Raymond Bellour: Damit folgen Sie der Leidenschaft des Historikers, der auf das endlose Geraune der Archive reagiert.“[i]
[i] „Über verschiedene Arten, Geschichte zu schreiben“, Michel Foucault im Gespräch mit R. [Raymond] Bellour, in: Michel Foucault. Schriften in vier Bänden. Dits et Ecrits, Bd. I, 1954-1969, hrsg. von Daniel Defert und François Ewald, S. 750-769, hier S. 762, aus dem Deutschen übersetzt von Michael Bischoff.
Niemand anders als Michel Foucault (1926-1984) muss als Wegbereiter einer Publikation genannt werden, die sich aus dem Archiv speist –, einem Archiv, das sich wie im vorliegenden Fall aus dem Vorlass bzw. Nachlass von bildenden Künstlern zusammensetzt. In 90 Regalmetern, fein verpackt in säurefreien Stülpschachteln, die sich „Loreley“ oder „Scala“ nennen, dämmern hier im Dunklen Briefe, Rechnungen, Aufstellungen, Listen, aber auch Fotografien, Skizzen oder Entwürfe inmitten eines Biotops konstanter, angenehm warmer, doch niemals zu heißer Temperatur. Mehrmals am Tag geht das Licht kurz an, wird die ein oder andere Box hervorgezogen, um gezielt ein Papier herauszugreifen oder um ein Dokument zu entdecken, von dem man sich Antworten erhofft. Doch häufig genug findet der Suchende eine Antwort auf Fragen, die sich bislang nicht gestellt haben.
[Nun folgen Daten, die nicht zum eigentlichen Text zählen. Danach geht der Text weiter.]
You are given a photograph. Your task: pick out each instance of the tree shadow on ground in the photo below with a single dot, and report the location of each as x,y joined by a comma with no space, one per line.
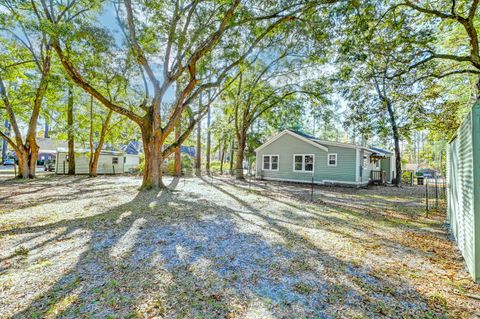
188,254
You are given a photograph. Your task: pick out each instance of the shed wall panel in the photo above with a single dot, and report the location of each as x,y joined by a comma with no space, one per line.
463,190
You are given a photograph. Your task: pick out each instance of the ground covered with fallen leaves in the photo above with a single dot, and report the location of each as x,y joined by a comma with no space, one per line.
76,247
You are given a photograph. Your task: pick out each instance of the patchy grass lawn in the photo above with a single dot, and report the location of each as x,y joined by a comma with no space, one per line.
74,247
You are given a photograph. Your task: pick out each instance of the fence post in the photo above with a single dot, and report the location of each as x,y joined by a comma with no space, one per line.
426,196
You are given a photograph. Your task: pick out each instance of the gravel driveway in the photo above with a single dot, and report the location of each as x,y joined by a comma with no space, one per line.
75,247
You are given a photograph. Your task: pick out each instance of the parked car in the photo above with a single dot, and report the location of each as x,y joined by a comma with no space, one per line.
49,165
9,161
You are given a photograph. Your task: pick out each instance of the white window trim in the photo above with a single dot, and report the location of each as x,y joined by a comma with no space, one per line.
270,166
303,163
328,159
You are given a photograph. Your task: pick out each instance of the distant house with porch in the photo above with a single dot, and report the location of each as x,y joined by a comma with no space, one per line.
297,157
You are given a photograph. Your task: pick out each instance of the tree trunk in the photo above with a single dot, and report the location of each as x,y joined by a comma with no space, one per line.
71,138
396,140
46,132
242,139
5,143
178,155
222,157
94,156
152,144
198,157
231,157
209,143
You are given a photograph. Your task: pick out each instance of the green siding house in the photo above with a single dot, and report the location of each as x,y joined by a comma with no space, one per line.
463,190
296,157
„Ja“, antwortet Foucault auf die Feststellung Raymond Bellours (*1939), er reagiere auf „das endlose Geraune der Archive“, und fährt fort, „denn mein Objekt ist nicht die Sprache, sondern das Archiv, also die akkumulierte Existenz der Diskurse. Die Archäologie, wie ich sie verstehe, ist nicht mit der Geologie (als Analyse des Unterirdischen) verwandt und auch nicht mit der Genealogie (als Beschreibung der Anfänge und der Folgen), sie ist die Analyse des Diskurses in seiner Modalität als Archiv [kursiv im Original].“[i]
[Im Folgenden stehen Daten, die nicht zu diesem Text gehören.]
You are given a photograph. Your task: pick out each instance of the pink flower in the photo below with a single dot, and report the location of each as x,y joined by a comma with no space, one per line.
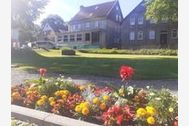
119,119
42,71
126,72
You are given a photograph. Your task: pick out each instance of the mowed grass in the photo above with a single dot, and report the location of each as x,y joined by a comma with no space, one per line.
106,65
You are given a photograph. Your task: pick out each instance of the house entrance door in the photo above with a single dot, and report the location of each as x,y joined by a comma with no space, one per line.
163,39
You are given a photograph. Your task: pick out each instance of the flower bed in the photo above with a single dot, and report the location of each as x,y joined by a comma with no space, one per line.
110,105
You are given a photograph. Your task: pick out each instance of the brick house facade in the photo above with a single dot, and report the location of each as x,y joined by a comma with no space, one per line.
137,32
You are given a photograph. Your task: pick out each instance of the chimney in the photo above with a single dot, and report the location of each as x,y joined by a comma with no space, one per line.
81,7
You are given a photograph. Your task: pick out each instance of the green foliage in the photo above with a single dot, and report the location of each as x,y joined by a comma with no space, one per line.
169,52
47,86
163,100
16,122
68,52
162,10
[i] Foucault (wie Anm. 1), S. 763.
Wenn dem Arbeiten im Archiv das Denken Michel Foucaults vorangestellt sein soll, dann unter dem Aspekt, den sein langjähriger Freund und Biograf Paul Veyne (1930-2022) deutlich machte:
„Foucault räumt ein, dass der Mensch Initiativen ergreift, bestreitet jedoch, dass er dies dank der Präsenz des logos in ihm tut und dass seine Initiative zum Ende der Geschichte oder zur reinen Wahrheit führen könnte. […] Man muss die Hoffnung aufgeben, jemals einen Standpunkt zu erreichen, von dem aus uns der Zugang zur vollständigen und endgültigen Erkenntnis unserer historischen Grenzen eröffnet werden könnte.“[i]
[i] Paul Veyne, Foucault. Der Philosoph als Samurai, aus dem Französischen von Ursula Blank-Sangmeister, Stuttgart 2009, S. 133.
Das Bild als Manifestation von Kunst war längst schon verabschiedet worden, „nachdem Duchamp ihm zugunsten des realen Objekts die Absage erteilte und Rodtschenko es mit der Feststellung ‚Alles ist zu Ende‘ auf die reine Farbfläche reduzierte“, wie Christian Kravagna es in der Ausstellungsrezension zu Bildlicht. Malerei zwischen Materialität und Immaterialitätprägnant zusammenfasste.[i] In dieser wie auch in der parallel dazu gezeigten Ausstellung Das Bild nach dem letzten Bild, beide wurden 1991 in Wien gezeigt[ii], ging es um nicht weniger als „das Ende der Kunst“.[iii] „Was ist im 19.Jahrhundert geschehen, daß die Künstler erstmals das Gefühl hatten, alles gelesen und gesehen zu haben, alles geschrieben und gemacht zu haben“, frug Peter Weibel (1944-2023) im Ausstellungskatalog zum letzten Bild.[iv] Seine Antwort darauf ist so komplex wie stringent. Ausgehend „von Mallarmés idealem Gedicht, das nur noch Schweigen wäre“[v], entwickelt Weibel seine Argumentation von der „Krise des Verses [kursiv im Original], als Krise der Repräsentation“[vi]. Die Auflösung des Bildes liest Weibel mit Foucault als revolutionären Sieg der Zeichen über die Dinge.[vii] Wie kann die Kunst diese in der Moderne angelegte Selbstzerstörung aufhalten? Die Lösung lautet durch das Archiv. „Kunst heute hieße freier Zugang zum Archiv und damit auch freie Innovation statt Variation und Wiederholung, weil sie die ‚moderne Kunst‘ durchzieht. Ein befreites Archiv entsteht aber erst durch eine freie Interpretation. Was im Archiv ist und was es bedeutet, muß jedesmal neu definiert werden.“[viii]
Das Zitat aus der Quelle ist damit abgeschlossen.